2020年の後のことを真剣に考えろ --- 岡本 裕明

アゴラ

2020年のオリンピック開催決定は今年の10大ニュースのベスト3には入ると思います。それにあわせて各方面から関連の投資のみならず、民間部門の投資が具体化してきています。ホテルの建設をはじめ、あらゆるインフラ、箱物が官民合わせて多くスタートしようとしています。まさにオリンピックを目指して日本の全精力を集中するといってもおかしくないでしょう。


私は2020年後のオリンピックの残影を少しでも頭に描きながらオリンピックにかかわらず、何が本当に必要な開発事業で余計な投資はないのか、改めて精査するべきかと思います。
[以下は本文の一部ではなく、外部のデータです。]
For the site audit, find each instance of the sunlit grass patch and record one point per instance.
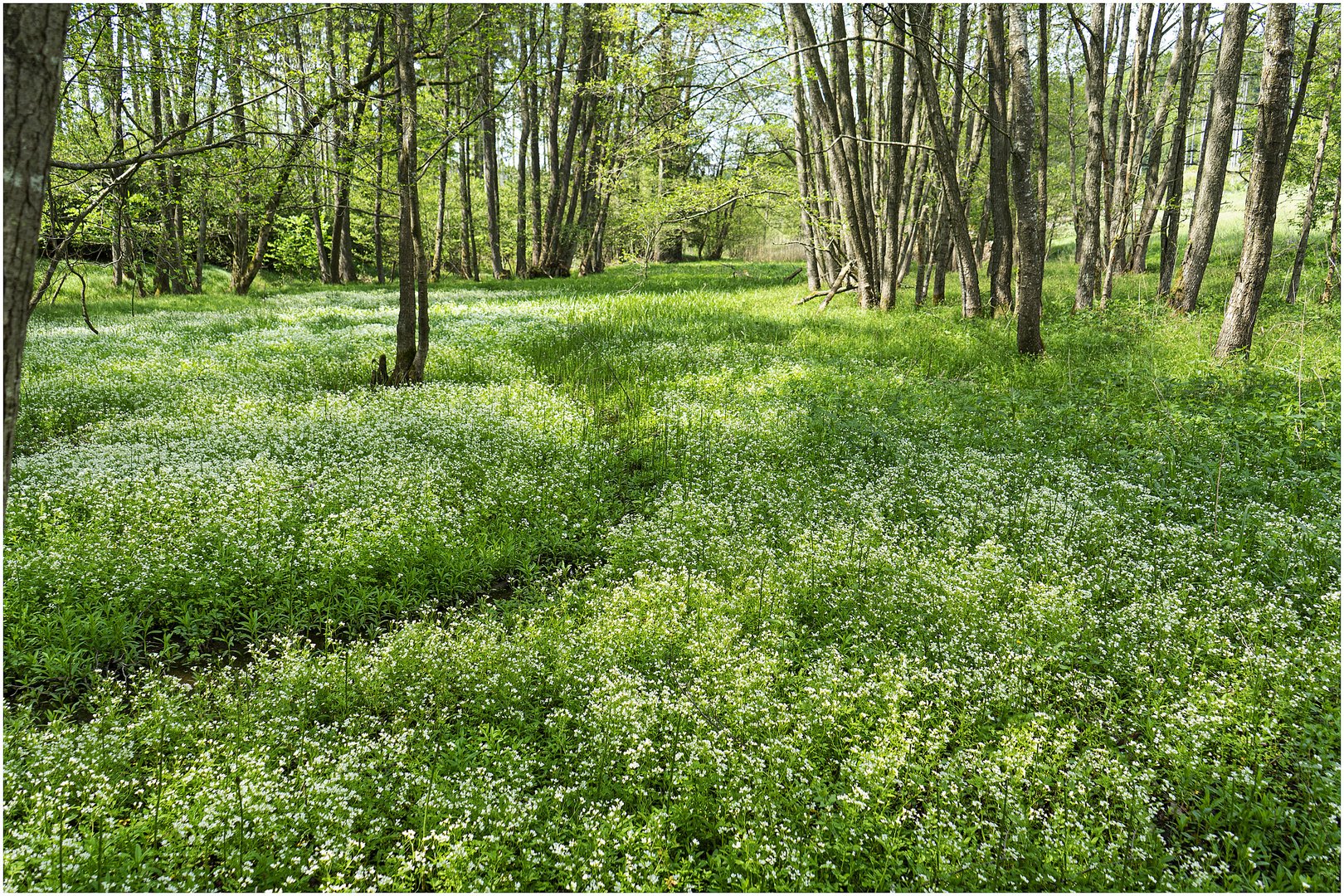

アベノミクスとオリンピック関連でこれだけプロジェクトが並ぶとプロジェクトの推進母体はプロジェクトをやることに意義を感じ、全体像が見えなくなります。プロジェクト担当者は自分のプロジェクトこそ最も正しいものであると一切の疑いを持たず、イケイケどんどんのスタイルに陥りがちです。事実、その間違いに陥ったのがバブル時期の開発事業でした。不動産開発にどっぷり浸かっていた私も勿論その一人でした。

2020年から先の日本を想像するには大きな与件をクリアしなくてはいけません。その一つは政府が人口減への対応をするのかしないのか、ということでしょうか? 日本は2020年を過ぎれば高齢化はさらに加速度を増し、人口減のピッチも上がってきます。その時、「産めよ、増やせよ」と言ってもまず無理でしょう。

子供を増やしたくなる社会的バックグランドが生じていない限り若者の心の変化はしません。そして何十年もかけてその変化はやってきます。少子化担当大臣なるものが日本にできてずいぶん経ちますが、どんな成果があったのでしょうか?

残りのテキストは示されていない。